We first ran into the predictive marketing startup Datatrics from the Netherlands at the PAPI’s Connect event in Valencia earlier this year, where they competed in the first ever AI Startup Battle. The Dutch startup offers marketing teams an easy and actionable way to leverage Machine Learning with its innovative data management platform, which we believe sets a great example for other startups in showing how BigML can add to their competitive edge and supercharge their growth. So we interviewed Bas Nieland, CEO and co-founder of Datatrics to find out more.
BigML: Congrats on your high score at the first ever AI Startup Battle. Can you tell us what was the motivation behind starting Datatrics?
Bas Nieland: Nowadays digital marketers are awashed with data due to the fragmentation of consumer attention on many more channels. Naturally, they are all looking for better ways to leverage all the data their companies collect, yet there is a big gap between what data can offer marketing teams and what marketers actually use. The main culprit is the fact that there is a perceived necessity of a team of data scientists and collaborating developers to make sense of all that data. Since the average small and medium sized marketing teams do not have access to such resources, new tools are needed to translate data into meaningful actions to optimize the digital customer journey.
‘An example of a 360 degree customer profile in Datatrics’
BigML: What is the lowdown on Datatrics? How does it help bridge that gap?
Bas Nieland: Datatrics was founded in 2014 and it currently has 10 employees in the Netherlands. We define ourselves as a data management platform (DMP) that helps marketing teams gain actionable insights. It is an easy and accessible platform that gives concrete insights and actions every marketer can understand. It allows marketing teams to build 360-degree customer profiles, based on internal data sources such as their CRM tools, social media accounts, websites and external data sources such as the weather, social trends and traffic information. By following the recommended Next Best Actions by Datatrics, marketing teams know exactly who to contact, at what time, with what content, and through which channel.
BigML: Can you tell a bit about how Machine Learning comes into play?
Bas Nieland: All of this is driven by smart algorithms applied to those data sources, which is powered by BigML’s Machine Learning platform, among other components that make up our platform. We especially love how BigML helps us to deploy many predictive models in a fast and scalable way by abstracting away the infrastructure level concerns needed to crunch the data. This way our product team can concentrate on the actual analytics tasks and development of the platform for our clients. BigML is also very user-friendly and has a well-documented API, which is very important if you want to go beyond simply gaining insights by deploying scalable predictive applications to your end users.
‘An example of a Next Best Action in Datatrics’
BigML: What are some of the predictive use cases you have and which other ones are you looking to add?

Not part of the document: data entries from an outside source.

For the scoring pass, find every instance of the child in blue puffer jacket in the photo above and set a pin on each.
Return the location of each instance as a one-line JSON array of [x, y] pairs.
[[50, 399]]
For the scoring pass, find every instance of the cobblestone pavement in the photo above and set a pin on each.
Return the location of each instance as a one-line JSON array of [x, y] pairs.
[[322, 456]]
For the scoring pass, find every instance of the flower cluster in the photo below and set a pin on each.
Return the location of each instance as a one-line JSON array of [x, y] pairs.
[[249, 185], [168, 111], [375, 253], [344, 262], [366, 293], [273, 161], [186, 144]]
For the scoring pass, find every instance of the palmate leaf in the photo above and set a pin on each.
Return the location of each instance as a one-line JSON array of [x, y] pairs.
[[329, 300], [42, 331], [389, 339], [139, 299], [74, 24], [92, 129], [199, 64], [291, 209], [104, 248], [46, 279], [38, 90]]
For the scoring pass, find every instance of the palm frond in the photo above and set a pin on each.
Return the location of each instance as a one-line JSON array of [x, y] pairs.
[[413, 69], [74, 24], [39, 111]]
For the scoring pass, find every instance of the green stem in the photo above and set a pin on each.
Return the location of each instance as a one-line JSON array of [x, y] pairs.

Bas Nieland: I already mentioned the Next Best Action models, which is a big benefit to our audience. We also are in the process of testing BigML’s ‘Associations’ functionality to see how it can benefit us. We believe it can make our product recommendations even more relevant.
BigML: Can you share specifics on customer traction and measurable business outcomes Datatrics have been delivering?
Bas Nieland: We are seeing great uptake especially in retail and travel industries. Over the past year, we have noted a clear demand in the travel industry for DMPs such as Datatrics. As it is a highly competitive market, it is important for companies such as travel agencies and hotel chains to use customer insights from their data in order to communicate in a more personal and relevant way. Some of our customers have increased their revenue by as much as 30%!
BigML: That sounds great. What would you recommend other startups and self-starting developers that want to implement similar smart applications? Any key lessons learnt that you would like to share?
Bas Nieland: They should think hard before going the route of building their Machine Learning infrastructure from scratch. Provided that you have pertinent data, platforms like BigML can help you in building real world applications very fast while letting you get there at a fraction of the cost of hiring a new analyst. Of course our platform consists of many more components and there is not one solution that fits all, but a good Machine Learning platform such as BigML provides can get you a long way.
BigML: Thanks Bas. It is very impressive to see how you have been able to ramp up your Machine Learning efforts in such a limited time period despite constrained resources. We hope stories like yours inspire many more startups to realize that they too can turn their data and know-how into sustainable competitive advantages.